Federal Member for Cunningham Alison Byrnes has championed the region’s cause in Parliament, pointing out that a significant share of Disney’s own animation staff already live in and commute from the Illawarra. She has cited recent productions - including Kingdom of the Planet of the Apes and features starring Russell Crowe and Pamela Anderson - as evidence the region is already delivering.
“I say to anyone thinking about the next big Australian film or series - come and knock on our door. We’re ready, and the Illawarra is open for business,” she told the House of Representatives back in November.
And there’s film tourism
The streaming quota legislation itself adds another tailwind. The bill requires streaming services with more than one million Australian subscribers to invest at least 10 per cent of total expenditure on new Australian commissions - or 7.5 per cent of gross Australian revenue - in local drama, children’s content, documentaries, and arts programming. Bolton notes that a separate location offset incentive has also been increased from 16 to 30 per cent, a figure he describes as highly competitive in attracting international productions.
For Destination Wollongong GM Jeremy Wilshire, the opportunity extends well beyond production economics. He points to the emerging concept of film tourism, where locations become destinations in their own right,and sees a major studio complex as a catalyst for the broader visitor economy.

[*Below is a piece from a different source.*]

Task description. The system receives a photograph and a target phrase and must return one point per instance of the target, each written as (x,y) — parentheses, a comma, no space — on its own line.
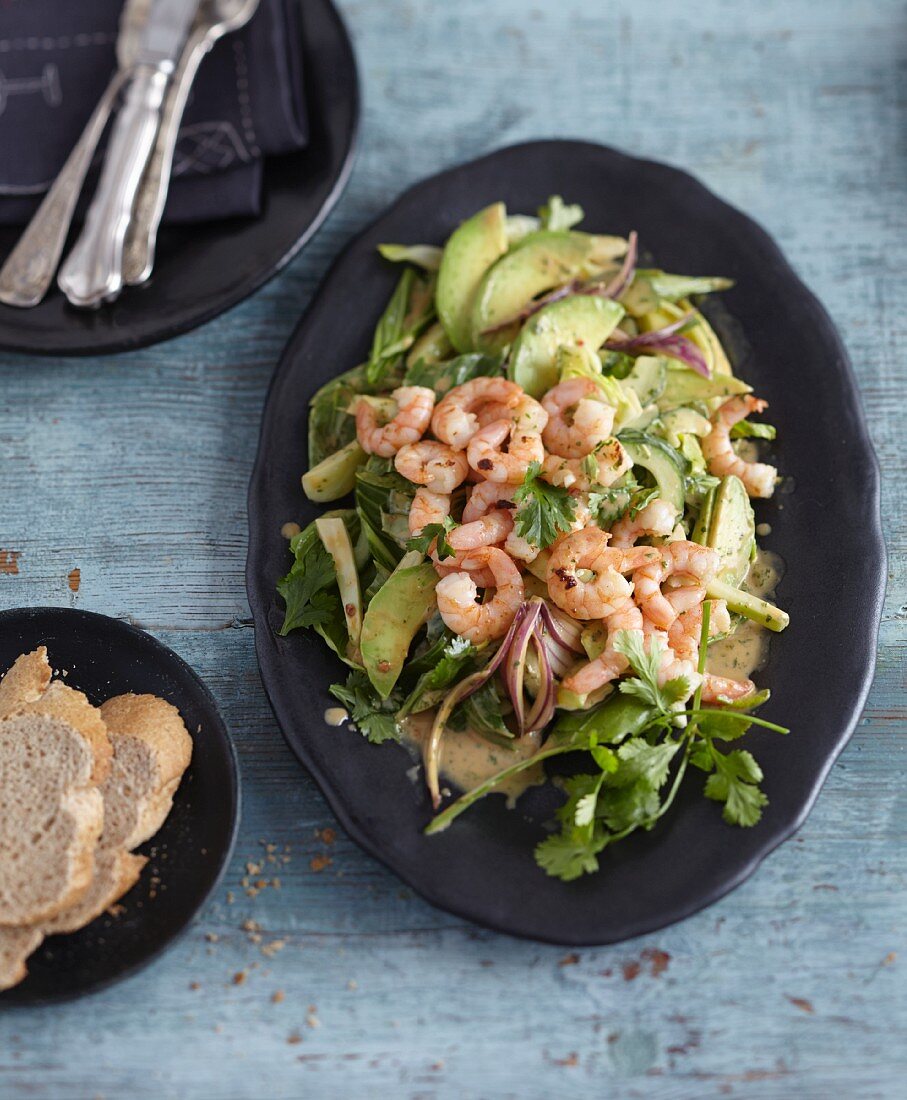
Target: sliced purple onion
(666,341)
(576,286)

Wollongong Lord Mayor Tania Brown joined a local delegation including Screen Illawarra and Destination Wollongong on a fact-finding tour of Disney Studios Australia to understand what world-class infrastructure actually looks like.
Brown came away focused on the scale of what’s available, noting the record $2.7 billion in national sector spend during 2024–25, and highlighting that more than half of the production spend on mid-sized projects flows into secondary industries - construction, transport, hospitality - making a studio a region-wide economic catalyst, not just a screen industry investment.
“With our proximity to Sydney, and as a city undergoing large-scale economic and industrial land transformation, we have the assets and capability to attract a slice of that investment pie for Wollongong,” she wrote in her Lord Mayor’s column.
With 479 film permit applications lodged across the Illawarra in the past five years, the creative momentum is already there.
The site?
The Port Kembla Land Transformation Project (often referred to as “the Bluescope land”) is the veritable “x factor”. A once-in-a-generation initiative by the steelworks’ landowner to reactivate 200 hectares of non-operational land adjacent to the Port Kembla Steelworks — has received NSW Government approval and been rezoned to a Special Purpose zone. Planned uses for the precinct include energy infrastructure, research, education, and social and cultural industries. Advocates say a world-class film studio fits squarely within that vision.
Exactly where BlueScope sits remains a mystery. No public statement has been made and our emails have been left unanswered.
Destination Wollongong GM Wilshire describes it as the kind of transformational land release that cities rarely get the chance to act on — an industrial site with the scale to become a landmark arts and cultural precinct with genuine global appeal.
What comes next
The EOI closes in May. The NSW Government will then evaluate submissions against its core objectives: attracting international blockbusters, supporting local production, creating jobs, and keeping NSW the nation’s screen powerhouse.